There are utilities that will search files for ASCII text. Even that is 
less likely to work with Unicode text. If it is just ASCII then you 
could search for sequences of bytes that contain data in the range of 
character data that is normally printed. It is a very inaccurate 
algorithm. Note that PDF files are supposed to contain no binary data; 
in other words, no bytes that in the range 0 to 32, decimal. Binary data
 (in a PDF) is supposed to be stored in non-binary format.

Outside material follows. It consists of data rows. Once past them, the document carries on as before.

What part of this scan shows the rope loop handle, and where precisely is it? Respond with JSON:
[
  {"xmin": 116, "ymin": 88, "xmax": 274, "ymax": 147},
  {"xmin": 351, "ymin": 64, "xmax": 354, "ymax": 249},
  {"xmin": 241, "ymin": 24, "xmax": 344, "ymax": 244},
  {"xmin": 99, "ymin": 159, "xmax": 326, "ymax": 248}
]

You need to do some studying. For example, the Portable 
Executable format used for most Windows executables has a "Magic 
Number" (the characters "MZ") at the beginning and a pointer to a PE 
signature ("PE\0\0", the letters "P" and "E" followed by two null 
bytes). For Unix/Linux systems see COFF and ELF.
 That is just for executables, you need to study the many other formats 
too.

If you can be more specific then perhaps someone can provide a more 
specific answer. For example, if there are requirements that limit what 
needs to be searched for then it might be possible to be more specific.

   	Jeffry Killen
        Friday,

 December 14, 2018 8:19 PM

  Hello;

Can anyone 
point me to instruction/advice about
opening and reading files that 
are not plain text:

word processing docs, pdf, ps, image files,
even

 complied code.

I am writing a search function to search file 
systems
and don't know a lot about the formatting of non plain
text

 files.

The immediate concern is line breaks in word
processing

 docs, pdf and ps files.

Then detecting compiled code files so I 
can
leave them alone. This type of file might not
have a suffix to
 consider.

Then the various image files that might be
encountered.

Even

 suffixes aren't a guarantee of the content.

Thanks

Jeff 
K.